Ecuador mining power generation system case: from load review to delivery and after-sales service

We said it very simply at the beginning: the power in the mining area was unstable and we wanted to purchase diesel generators. But after the conversation continued, we realized that what we were really worried about was not that a certain piece of equipment ran out of power, but that once the power went out, crushing, drainage, maintenance, and the power supply to the camp would all be hampered.

A mine site is not like an office with backup power. Breaking lines, water pumps, lighting, communications, camps and repair shops all have their own rhythm. When the power grid fluctuates, not only is there one less machine on site, but the entire production rhythm is interrupted. Drainage and road conditions also make recovery times more uncertain once the rainy season arrives.

Houhan did not just ask us about one machine, but asked us to talk about production, drainage, camp and safety load separately. It was then that we discovered that what we needed to solve was not to buy a generator, but to stabilize the power supply in the mining area first.

We first gave the approximate location of the mining area, the equipment we wanted to bring, and a power range. We originally thought that the other party would recommend the model immediately, but Houhan did not rush to quote, but continued to ask about the equipment list, voltage frequency, starting method, operating hours, altitude, rainy season roads and subsequent expansion plans.
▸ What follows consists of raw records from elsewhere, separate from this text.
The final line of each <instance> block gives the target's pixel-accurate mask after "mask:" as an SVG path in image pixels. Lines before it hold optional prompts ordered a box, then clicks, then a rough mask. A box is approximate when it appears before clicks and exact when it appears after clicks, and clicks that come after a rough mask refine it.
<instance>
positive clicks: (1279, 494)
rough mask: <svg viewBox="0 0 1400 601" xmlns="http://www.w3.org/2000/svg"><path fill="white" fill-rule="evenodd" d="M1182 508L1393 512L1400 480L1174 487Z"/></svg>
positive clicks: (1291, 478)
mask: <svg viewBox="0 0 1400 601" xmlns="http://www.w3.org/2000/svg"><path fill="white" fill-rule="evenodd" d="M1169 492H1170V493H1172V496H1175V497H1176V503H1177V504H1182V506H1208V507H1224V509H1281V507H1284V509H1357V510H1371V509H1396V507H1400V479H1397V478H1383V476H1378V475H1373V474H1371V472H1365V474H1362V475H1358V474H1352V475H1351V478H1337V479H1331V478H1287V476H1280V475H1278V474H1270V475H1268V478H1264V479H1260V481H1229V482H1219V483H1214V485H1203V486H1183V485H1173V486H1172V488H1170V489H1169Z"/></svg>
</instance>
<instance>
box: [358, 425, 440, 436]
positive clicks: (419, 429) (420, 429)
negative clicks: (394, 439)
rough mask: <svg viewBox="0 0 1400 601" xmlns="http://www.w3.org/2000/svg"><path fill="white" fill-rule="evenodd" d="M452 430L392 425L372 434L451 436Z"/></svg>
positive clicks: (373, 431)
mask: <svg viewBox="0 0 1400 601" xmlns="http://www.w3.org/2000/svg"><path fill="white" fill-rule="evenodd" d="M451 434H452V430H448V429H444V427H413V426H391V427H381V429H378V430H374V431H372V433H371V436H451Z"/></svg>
I did feel it was a bit thin at first. But then we realized that just knowing how many kilowatts we needed was not enough. The start-up conditions of crushers, water pumps, air compressors and conveyor belts are different, and drainage and communication cannot simply be ranked behind. If you select a machine based on total power, there may be problems on site with insufficient capacity on paper and voltage drops during startup.

It moves us from "how much power to buy" to "which loads must be preserved first." This will be important later in our discussion of ATS, power distribution, fuel tanks, and spares, as each relates to site loads.

We were initially concerned about the model and price, but later the focus of the discussion became how to connect the system to the site. Houhan asked us to divide the loads into production, drainage, maintenance, camp and security groups, and then look at which ones are running at the same time, which ones start with delay, and which ones must be given priority to ensure power supply.

We are most concerned about whether the equipment can be used smoothly after arriving at the mining area. For example, how to configure low-voltage cabinets, who will check the grounding, who will judge if an alarm is reported later, how to replenish spare parts later, and how to arrange service response. These are more realistic than simply looking at the parameters of a machine.

They did not just give us a unit price, but explained the configuration range and delivery content separately. Which ones belong to equipment supply, which ones require our on-site or EPC cooperation, and which ones require data to be prepared in advance, are all clearly listed.

We focused on confirming the division of responsibilities. The coordination of foundation, cables, grounding, low-voltage cabinets, hoisting, oil lines, exhaust and on-site construction cannot be discussed after the equipment arrives at the port. In the past, we easily understood delivery as the arrival of the equipment at the port. This time we found that there was a lot of on-site connection work after the equipment arrived.

Start-up test, load test, ATS logic, protection parameters, operational training and handover documents were all communicated in advance. Houhan reminds us that in many projects, it is not the equipment itself that has problems, but insufficient preparation for on-site access and debugging, which results in a prolonged commissioning time.

Our on-site team can prepare foundations, grounding, cables, hoisting and construction windows in advance, without having to wait for the equipment to arrive in port before starting coordination. For remote mining areas, one less wait can reduce a lot of uncertainty.

What we value most is having someone to judge first when something goes wrong. Every visit to a remote mining area has a cost. If it is just an alarm, trip, difficulty starting, abnormal voltage or unstable load, it is best to know first whether it affects critical loads such as drainage, crushing, ventilation, communications or camps.

They will ask us to send fault codes, photos of the controller, live video, operating hours, recent maintenance records and current load. If it can be handled on-site first, they will provide guidance first; if it involves the engine, generator, controller, ATS or power distribution configuration, it will be reviewed by the factory's technical data.

It is important that someone locally can take over first. We don’t want every minor issue to turn directly into a high-cost doorstep. Determine the scope of the problem first, and it will be more efficient to arrange personnel, tools and spare parts later.

First determine whether the site lacks a machine or a set of stable power supply logic. Electricity consumption in mines involves production, safety, drainage, camps and maintenance. If you only compare based on price or single machine power, it is easy to miss the links that really affect downtime.

Mine location, equipment list, voltage frequency, expected operating hours, existing power supply issues, site photos and expansion plans. The more complete the information, the easier it is for engineers to judge capacity range, start-up risk, power distribution range, delivery responsibilities and after-sales preparation.

Don’t just focus on the model too early. When on-site problems have not yet been clarified, the faster the model is determined, the higher the risk of subsequent rework. Let’s clearly explain the load and delivery content first, so that we can be more stable later.